Руслан Киреев - Пятьдесят лет в раю
Последние пять слов – я выделил их курсивом – принадлежат не мне. Они принадлежат писателю, который неоднократно упоминался на этих страницах. Именно упоминался – мне кажется, этого недостаточно. Мне кажется, надо обязательно дать его крупным планом. Не всего его, разумеется, ибо человек этот необъятен, а хотя бы эпизод из его жизни. Последний его триумф, например. Самый последний. Предсмертный. В котором, быть может, вся эта необыкновенная жизнь чудесным и трагическим образом отразилась.
Крупным планом. Антон ЧЕХОВ
Когда 12 октября 1903 года он закончил «Вишневый сад», жить ему оставалось двести шестьдесят дней. Точного срока он, разумеется, не знает, но знает, вернее, чувствует другое. Именно тогда вышли из-под его пера адресованные жене слова: «Я как литератор уже отжил».
Единственное, на что хватает сил, – это письма. Их он пишет практически ежедневно, нередко по два в день, и в них коротко, мимоходом, сообщает о своем здоровье, которое, судя по этим письмам, постоянно улучшается. Правда, окружающие не замечают этого.
Сохранился карандашный, сделанный в один присест портрет Чехова, относящийся к этому как раз периоду, – на нем изображен больной, безмерно усталый, обреченный человек.
Автор портрета – Николай Захарович Панов, которому, по странному совпадению, судьба отвела такой же жизненный срок, как и Чехову. Вернувшись после сеанса домой, Панов сел и записал по горячим следам свои впечатления.
«Вся поза, наклон головы, осторожные движения исхудалых рук – все говорит о том, что человек прислушивается к себе, к своим мыслям и к тому… к чему здоровый не прислушивается, – к какой-то новой работе внутри, новой, подозрительной жизни, отвлекающей внимание от привычной мысли».
Панов был нечастым гостем в ялтинском доме Чехова, не очень хорошо знал хозяина, который казался ему, едва перешагнувшему тридцатилетний рубеж, глубоким стариком, но обладал, несомненно, цепким взглядом, причем взгляд этот был направлен не только на того, чей портрет он писал, но и на окружающих. «У всех одна мысль, и все прячут ее в его присутствии, гонят как можно дальше. Все знают, и все молчат об этом важном, и говорят обо всем другом – случайном и неважном. Говорят громко и весело, а на лицах – страх и беспокойство.

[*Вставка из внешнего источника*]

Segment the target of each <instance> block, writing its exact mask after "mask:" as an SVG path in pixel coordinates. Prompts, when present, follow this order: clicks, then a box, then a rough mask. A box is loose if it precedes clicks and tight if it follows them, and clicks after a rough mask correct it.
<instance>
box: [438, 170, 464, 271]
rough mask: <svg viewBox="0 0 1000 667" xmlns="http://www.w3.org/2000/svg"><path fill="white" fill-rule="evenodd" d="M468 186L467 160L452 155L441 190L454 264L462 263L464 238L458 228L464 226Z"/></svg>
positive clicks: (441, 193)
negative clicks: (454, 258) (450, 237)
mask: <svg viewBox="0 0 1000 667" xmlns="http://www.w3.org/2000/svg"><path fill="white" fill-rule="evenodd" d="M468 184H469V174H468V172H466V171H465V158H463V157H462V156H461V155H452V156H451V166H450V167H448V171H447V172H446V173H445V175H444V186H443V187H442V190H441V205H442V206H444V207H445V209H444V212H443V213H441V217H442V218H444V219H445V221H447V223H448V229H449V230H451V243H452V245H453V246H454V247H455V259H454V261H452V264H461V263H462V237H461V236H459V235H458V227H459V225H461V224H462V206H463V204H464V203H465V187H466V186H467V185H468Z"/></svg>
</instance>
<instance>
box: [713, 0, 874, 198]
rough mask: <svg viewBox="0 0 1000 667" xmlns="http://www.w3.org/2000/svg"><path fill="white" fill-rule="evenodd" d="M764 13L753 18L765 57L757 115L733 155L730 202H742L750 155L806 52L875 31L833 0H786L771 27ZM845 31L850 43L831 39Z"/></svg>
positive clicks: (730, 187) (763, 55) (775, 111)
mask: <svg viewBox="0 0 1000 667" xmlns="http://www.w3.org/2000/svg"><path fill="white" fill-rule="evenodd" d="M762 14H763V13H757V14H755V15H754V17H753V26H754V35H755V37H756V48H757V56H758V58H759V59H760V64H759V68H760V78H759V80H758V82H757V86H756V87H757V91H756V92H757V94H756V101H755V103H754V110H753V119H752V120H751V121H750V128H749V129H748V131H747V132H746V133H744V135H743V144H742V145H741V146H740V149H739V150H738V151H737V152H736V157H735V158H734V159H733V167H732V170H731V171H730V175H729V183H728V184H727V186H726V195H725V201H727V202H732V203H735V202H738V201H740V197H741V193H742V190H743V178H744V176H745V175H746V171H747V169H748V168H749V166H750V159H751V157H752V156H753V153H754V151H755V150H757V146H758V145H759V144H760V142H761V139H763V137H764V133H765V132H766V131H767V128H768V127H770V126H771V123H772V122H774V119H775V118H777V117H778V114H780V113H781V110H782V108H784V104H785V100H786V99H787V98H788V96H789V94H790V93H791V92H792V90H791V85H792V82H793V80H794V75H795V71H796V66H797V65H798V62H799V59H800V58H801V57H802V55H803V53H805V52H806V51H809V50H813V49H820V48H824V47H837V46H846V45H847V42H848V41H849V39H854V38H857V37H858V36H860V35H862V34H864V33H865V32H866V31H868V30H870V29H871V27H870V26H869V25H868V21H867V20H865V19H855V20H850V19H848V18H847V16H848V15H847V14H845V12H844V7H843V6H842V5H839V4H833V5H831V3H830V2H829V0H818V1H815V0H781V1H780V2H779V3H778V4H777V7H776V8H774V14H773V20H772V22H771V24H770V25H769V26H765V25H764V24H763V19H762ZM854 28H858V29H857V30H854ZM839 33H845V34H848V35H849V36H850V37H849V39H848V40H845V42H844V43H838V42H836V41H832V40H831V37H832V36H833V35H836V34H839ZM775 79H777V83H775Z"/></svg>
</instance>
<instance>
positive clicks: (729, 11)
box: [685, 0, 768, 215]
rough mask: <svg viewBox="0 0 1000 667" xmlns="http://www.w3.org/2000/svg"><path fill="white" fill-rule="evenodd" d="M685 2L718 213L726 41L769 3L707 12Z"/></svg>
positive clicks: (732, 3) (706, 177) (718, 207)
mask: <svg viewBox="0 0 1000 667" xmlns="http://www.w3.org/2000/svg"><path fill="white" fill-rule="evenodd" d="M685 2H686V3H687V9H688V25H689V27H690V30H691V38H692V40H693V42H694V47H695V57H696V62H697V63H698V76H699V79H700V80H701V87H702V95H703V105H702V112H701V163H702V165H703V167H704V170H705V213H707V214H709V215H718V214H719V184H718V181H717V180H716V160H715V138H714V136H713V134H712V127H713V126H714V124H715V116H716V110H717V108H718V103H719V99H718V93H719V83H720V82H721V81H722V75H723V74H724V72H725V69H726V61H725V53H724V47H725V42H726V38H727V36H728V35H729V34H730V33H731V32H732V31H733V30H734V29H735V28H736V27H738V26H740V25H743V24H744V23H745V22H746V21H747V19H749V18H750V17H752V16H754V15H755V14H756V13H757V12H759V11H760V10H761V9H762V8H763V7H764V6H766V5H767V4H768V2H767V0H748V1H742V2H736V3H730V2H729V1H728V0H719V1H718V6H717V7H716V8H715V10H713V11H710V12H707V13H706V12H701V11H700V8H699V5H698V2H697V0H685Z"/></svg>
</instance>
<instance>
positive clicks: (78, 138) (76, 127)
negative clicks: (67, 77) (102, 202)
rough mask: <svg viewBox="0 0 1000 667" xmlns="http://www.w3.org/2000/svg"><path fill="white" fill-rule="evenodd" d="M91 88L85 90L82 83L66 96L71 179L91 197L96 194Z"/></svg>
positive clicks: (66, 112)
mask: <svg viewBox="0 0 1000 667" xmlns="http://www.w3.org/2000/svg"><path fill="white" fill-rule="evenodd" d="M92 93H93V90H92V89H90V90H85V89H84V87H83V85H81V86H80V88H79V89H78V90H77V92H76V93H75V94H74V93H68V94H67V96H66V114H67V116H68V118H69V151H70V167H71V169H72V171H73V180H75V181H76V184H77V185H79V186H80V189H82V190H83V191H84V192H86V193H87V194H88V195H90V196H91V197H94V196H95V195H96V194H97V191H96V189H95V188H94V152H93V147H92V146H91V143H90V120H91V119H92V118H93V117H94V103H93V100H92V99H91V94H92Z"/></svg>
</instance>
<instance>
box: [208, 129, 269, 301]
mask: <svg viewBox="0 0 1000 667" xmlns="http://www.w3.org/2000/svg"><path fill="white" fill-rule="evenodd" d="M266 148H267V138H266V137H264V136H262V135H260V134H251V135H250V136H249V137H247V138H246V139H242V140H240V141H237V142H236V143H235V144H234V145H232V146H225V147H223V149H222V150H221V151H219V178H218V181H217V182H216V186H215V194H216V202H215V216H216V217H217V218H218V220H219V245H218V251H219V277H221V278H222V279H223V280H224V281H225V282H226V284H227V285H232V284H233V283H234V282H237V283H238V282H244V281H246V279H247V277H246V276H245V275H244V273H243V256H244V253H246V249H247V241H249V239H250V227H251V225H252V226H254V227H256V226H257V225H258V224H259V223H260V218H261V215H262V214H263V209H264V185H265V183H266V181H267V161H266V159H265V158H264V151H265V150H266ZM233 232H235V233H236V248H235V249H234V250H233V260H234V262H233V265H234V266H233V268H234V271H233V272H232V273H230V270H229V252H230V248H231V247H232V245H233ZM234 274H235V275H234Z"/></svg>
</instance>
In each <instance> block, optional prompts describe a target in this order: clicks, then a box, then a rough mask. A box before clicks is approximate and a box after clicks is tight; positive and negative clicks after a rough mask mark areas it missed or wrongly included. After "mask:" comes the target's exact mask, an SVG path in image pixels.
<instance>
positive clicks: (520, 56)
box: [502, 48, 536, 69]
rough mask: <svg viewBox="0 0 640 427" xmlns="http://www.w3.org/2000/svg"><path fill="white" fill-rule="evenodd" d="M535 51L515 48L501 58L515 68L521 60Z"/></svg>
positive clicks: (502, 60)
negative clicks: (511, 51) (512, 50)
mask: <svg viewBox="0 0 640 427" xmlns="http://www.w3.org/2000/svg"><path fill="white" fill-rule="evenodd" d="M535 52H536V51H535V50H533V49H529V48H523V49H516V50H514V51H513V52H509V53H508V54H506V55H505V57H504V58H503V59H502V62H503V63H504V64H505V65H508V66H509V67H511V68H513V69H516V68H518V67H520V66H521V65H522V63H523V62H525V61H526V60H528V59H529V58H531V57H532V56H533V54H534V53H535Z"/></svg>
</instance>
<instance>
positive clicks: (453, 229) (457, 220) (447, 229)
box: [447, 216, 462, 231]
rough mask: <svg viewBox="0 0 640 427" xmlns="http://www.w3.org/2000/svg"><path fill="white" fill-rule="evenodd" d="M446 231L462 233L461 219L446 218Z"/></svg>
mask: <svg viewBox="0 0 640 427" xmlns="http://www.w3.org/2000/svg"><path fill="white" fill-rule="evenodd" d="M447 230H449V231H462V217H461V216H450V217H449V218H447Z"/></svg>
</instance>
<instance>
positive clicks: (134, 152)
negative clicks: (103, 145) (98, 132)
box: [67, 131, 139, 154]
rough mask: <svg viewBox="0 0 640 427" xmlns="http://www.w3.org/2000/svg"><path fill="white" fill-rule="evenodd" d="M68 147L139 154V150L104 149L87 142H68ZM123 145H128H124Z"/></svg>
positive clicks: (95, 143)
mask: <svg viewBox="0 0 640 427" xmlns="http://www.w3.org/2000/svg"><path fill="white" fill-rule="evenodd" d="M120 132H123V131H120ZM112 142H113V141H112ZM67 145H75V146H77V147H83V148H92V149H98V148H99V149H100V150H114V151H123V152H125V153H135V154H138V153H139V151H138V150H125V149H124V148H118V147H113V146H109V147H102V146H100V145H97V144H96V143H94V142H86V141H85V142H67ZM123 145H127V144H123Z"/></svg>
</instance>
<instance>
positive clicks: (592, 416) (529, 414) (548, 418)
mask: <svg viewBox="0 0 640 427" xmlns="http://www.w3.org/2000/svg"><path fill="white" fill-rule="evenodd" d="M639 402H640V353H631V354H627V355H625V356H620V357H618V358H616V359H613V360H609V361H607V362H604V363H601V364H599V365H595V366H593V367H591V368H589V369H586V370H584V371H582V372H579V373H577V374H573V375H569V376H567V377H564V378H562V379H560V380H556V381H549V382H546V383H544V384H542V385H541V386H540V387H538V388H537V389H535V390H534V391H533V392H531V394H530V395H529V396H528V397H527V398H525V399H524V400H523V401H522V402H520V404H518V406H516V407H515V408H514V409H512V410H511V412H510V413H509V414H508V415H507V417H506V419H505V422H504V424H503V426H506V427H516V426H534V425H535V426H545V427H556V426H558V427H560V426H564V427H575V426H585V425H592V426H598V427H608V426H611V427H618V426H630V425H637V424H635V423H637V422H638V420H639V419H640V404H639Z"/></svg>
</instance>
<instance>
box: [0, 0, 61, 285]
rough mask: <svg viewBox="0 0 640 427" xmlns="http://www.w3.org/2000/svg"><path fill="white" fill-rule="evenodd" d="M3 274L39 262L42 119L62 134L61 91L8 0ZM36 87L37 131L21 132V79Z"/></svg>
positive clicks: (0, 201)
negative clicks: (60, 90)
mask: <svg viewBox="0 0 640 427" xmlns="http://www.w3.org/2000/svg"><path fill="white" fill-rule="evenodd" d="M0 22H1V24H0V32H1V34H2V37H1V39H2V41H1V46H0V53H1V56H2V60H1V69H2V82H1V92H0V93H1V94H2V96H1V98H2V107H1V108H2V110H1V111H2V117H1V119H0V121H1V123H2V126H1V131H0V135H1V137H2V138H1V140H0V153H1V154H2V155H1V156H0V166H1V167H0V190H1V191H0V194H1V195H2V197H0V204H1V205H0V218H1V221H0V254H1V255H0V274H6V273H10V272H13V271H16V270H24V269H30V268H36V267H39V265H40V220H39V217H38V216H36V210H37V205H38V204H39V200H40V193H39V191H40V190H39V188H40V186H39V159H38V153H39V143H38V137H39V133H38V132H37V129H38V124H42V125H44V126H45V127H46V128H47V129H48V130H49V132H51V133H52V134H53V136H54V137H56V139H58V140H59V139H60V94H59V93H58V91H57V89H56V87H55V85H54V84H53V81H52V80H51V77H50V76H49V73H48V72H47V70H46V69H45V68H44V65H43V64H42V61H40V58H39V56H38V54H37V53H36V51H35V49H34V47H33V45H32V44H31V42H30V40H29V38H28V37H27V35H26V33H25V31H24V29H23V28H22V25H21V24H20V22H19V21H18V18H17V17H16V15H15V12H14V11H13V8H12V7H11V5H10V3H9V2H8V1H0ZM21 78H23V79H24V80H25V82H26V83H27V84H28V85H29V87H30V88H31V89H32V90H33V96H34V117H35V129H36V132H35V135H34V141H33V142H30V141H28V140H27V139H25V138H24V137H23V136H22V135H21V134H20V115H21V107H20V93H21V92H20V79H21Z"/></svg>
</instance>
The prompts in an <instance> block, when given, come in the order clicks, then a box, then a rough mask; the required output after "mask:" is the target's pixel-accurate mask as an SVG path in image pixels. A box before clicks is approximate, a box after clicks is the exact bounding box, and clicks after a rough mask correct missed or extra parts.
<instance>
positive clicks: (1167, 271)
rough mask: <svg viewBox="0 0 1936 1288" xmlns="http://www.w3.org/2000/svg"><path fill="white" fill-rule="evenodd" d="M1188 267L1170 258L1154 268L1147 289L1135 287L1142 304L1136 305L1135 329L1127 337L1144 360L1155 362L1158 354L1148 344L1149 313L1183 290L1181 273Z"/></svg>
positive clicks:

Оставаясь одни, говорят шепотом и взаимно верят и надеются, утешая друг друга».
Ялту Чехов называл своей «теплой Сибирью» – Сибирью в том смысле, в каком употребляют это слово, когда речь идет о наказании, о принудительном поселении. О ссылке… Да-да, именно в ссылке ощущал себя здесь и все рвался, рвался, рвался в Москву. «Выпиши меня отсюда», – умоляет жену чуть ли не в каждом письме. Почему – выпиши? А потому что между ними была договоренность, что он приедет в Москву лишь после ее разрешения, которое, в свою очередь, зависело от московской погоды. От того, как скоро установится хотя бы легкий морозец.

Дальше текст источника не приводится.